Touring a Campus on a Bicycle Built for 7 – By Rebecca R. Ruiz; Published October 14, 2009
A special bicycle for campus tours at Alfred University. It is marketed on Alfred University’s Web site as “one-of-a-kind tour,” a seven-seat red bicycle cruising the grounds of the western New York State college, powered by the pedaling of prospective students and parents. The bicycle, like ones used by tourists in Baltimore, Budapest and New York City, is the latest acquisition of Alfred’s admissions office, and it debuted on campus last week. As The Choice recently noted, many colleges have been re-imagining their campus tours of late, eager to deliver “a more natural, spontaneous and, ideally, engaging experience.” Some are retaining consultants. One of those consultants, TargetX, recommended the party bike to Alfred this summer, in response to a student’s suggestion of launching a bike tour. The Conference Bike, as Alfred’s new contraption is called, is the 1991 invention of American artist Eric Staller. Manufactured in California, the bike is eight feet long and six feet wide, and it costs $14,750. It is promoted as having the power to lower its riders’ inhibitions, according to the manufacturer’s Web site, which says, “After just a few minutes even complete strangers begin talking to one another.” Wendy Beckemeyer, vice president of enrollment management at Alfred, sees value in the bike’s capacity to open people up to each other.

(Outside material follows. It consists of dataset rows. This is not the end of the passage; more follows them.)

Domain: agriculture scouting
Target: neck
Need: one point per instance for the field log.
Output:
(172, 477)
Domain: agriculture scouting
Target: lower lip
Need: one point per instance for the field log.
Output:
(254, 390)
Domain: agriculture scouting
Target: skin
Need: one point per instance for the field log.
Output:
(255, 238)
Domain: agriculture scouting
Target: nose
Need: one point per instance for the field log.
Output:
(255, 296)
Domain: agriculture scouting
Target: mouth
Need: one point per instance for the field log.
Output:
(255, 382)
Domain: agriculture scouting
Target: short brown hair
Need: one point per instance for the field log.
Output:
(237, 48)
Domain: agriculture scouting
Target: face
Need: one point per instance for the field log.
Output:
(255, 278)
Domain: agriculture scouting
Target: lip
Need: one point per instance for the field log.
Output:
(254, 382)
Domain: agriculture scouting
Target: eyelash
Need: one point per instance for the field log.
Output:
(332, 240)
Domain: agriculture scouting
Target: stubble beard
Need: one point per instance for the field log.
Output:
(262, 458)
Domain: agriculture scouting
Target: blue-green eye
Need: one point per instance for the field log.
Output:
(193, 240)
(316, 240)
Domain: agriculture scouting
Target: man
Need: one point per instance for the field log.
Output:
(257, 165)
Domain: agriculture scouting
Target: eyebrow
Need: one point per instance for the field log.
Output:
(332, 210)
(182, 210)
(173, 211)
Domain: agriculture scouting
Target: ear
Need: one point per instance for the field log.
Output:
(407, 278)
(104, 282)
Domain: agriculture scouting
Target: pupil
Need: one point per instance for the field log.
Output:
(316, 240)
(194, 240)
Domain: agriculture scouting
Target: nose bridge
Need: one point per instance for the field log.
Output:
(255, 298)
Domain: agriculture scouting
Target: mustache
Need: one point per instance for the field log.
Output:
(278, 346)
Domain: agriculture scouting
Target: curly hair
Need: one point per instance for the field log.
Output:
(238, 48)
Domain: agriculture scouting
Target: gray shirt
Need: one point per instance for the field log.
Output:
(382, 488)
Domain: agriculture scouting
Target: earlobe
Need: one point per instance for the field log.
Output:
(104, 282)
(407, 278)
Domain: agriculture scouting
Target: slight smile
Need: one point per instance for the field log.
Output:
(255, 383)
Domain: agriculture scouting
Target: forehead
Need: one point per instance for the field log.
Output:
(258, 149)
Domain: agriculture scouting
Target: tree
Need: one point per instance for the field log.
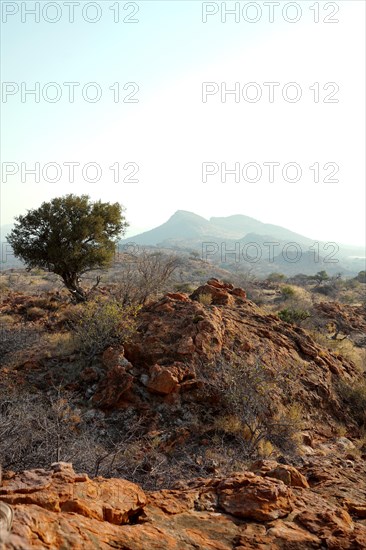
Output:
(69, 236)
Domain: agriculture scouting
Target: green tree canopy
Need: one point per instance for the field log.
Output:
(69, 236)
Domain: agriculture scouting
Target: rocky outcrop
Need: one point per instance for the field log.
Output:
(256, 509)
(180, 333)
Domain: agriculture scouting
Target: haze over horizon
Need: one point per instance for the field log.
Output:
(170, 132)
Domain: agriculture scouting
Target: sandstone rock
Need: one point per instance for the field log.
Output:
(59, 508)
(113, 388)
(255, 498)
(163, 380)
(288, 474)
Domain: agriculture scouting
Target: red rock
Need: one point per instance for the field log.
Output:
(163, 380)
(113, 387)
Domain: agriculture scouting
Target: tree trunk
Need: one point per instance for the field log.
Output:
(72, 284)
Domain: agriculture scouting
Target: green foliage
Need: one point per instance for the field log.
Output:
(293, 316)
(102, 323)
(68, 236)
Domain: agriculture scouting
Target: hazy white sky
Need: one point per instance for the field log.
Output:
(170, 131)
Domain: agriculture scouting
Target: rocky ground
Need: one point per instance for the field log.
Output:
(270, 506)
(317, 499)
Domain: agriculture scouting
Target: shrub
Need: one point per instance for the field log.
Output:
(102, 323)
(287, 292)
(249, 402)
(354, 397)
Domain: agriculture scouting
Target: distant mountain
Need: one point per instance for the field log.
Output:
(181, 226)
(188, 231)
(186, 226)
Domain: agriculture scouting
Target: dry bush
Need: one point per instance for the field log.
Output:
(250, 394)
(101, 323)
(354, 397)
(144, 275)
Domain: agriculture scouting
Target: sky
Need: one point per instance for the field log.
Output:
(149, 101)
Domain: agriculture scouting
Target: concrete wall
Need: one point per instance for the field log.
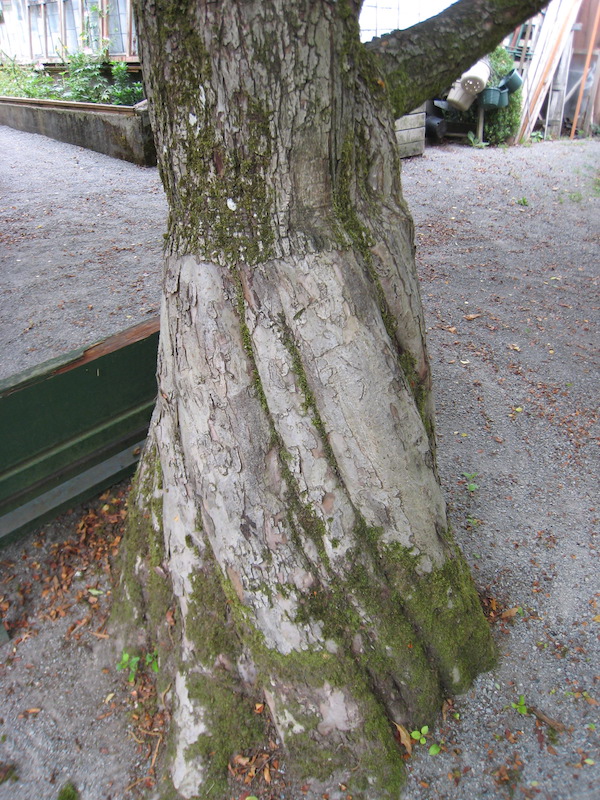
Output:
(118, 131)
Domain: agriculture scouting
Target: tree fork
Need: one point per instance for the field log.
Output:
(288, 503)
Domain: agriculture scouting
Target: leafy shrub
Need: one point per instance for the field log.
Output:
(88, 78)
(502, 123)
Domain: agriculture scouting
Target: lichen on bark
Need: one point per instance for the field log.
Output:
(301, 531)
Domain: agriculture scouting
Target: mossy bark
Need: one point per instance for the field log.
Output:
(290, 473)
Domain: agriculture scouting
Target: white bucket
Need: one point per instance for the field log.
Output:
(474, 80)
(459, 98)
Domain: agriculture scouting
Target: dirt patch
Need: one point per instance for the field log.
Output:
(81, 247)
(508, 257)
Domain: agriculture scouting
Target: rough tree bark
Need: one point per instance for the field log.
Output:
(288, 538)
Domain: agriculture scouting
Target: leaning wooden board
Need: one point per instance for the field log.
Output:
(73, 426)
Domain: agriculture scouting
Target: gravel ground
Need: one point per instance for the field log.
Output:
(508, 255)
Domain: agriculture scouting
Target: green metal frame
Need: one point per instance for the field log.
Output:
(73, 426)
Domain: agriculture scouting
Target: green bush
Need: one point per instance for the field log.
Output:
(500, 124)
(88, 78)
(503, 123)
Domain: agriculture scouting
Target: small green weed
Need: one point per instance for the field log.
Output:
(151, 660)
(8, 772)
(130, 663)
(475, 142)
(471, 485)
(520, 706)
(419, 736)
(68, 792)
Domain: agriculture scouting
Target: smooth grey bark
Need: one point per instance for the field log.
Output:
(287, 514)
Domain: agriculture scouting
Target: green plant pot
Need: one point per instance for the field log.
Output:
(490, 98)
(512, 81)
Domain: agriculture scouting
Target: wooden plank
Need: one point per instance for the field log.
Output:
(416, 120)
(555, 31)
(128, 111)
(588, 59)
(412, 149)
(413, 135)
(83, 485)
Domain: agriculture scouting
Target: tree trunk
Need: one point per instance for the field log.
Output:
(287, 505)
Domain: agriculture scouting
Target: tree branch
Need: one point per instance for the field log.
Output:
(421, 61)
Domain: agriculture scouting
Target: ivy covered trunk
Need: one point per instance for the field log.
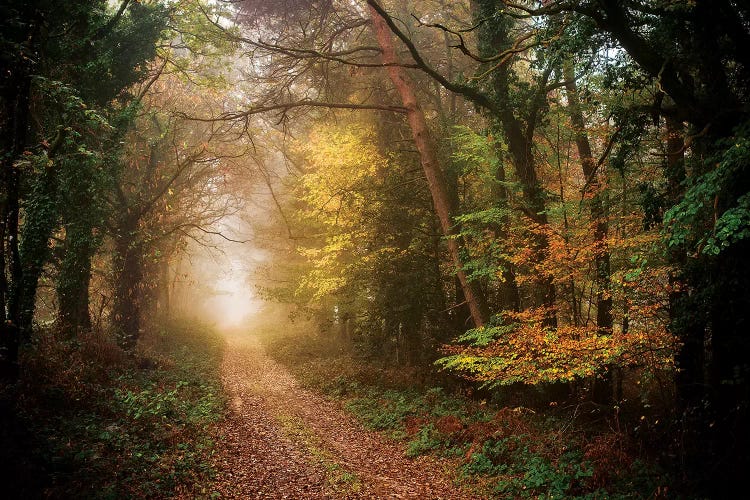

“It will change the conversation for the parents and students riding,” she said. “I think it will enhance it.” Students are enthusiastic. On the phone, Logan Goulett, a senior, was winded, having just returned from a ride. “It’s a workout!” she said. “You know, this campus isn’t flat.” Speaking on behalf of Alfred’s student tour guides, Ms. Goulett went on to say: “We all love it. It’s social in a way that the regular tour isn’t. It’s difficult at times, so you’re getting kind of sweaty. You’re laughing and you’re smiling. It’s an immediate bond.” Ms. Goulett said that if there’s an open seat, students are encouraged to jump on the bike as it tours, taking a spin around campus and giving visitors a sense of spontaneous, raw reality. The other day, she picked up two passersby to join her and a family from Elmira, N.Y. She conceded that within the university community, “There’s a little confusion over what it is.” But that intrigue might not be such a bad thing, said Nick Alberti, another student guide. “People see me and say, ‘You’re the guy on the bike.’ I’ve made some friends from it. It’s an interesting ice breaker.” There is no liability waiver for riders of the Conference Bike to sign, but, Ms. Beckemeryer said, given the harsh winters of Alfred, N.Y., the bike will be a seasonal offering. Per New York State law, riders 14 or younger are required to wear helmets, and there are also adult helmets on hand for passengers wanting them.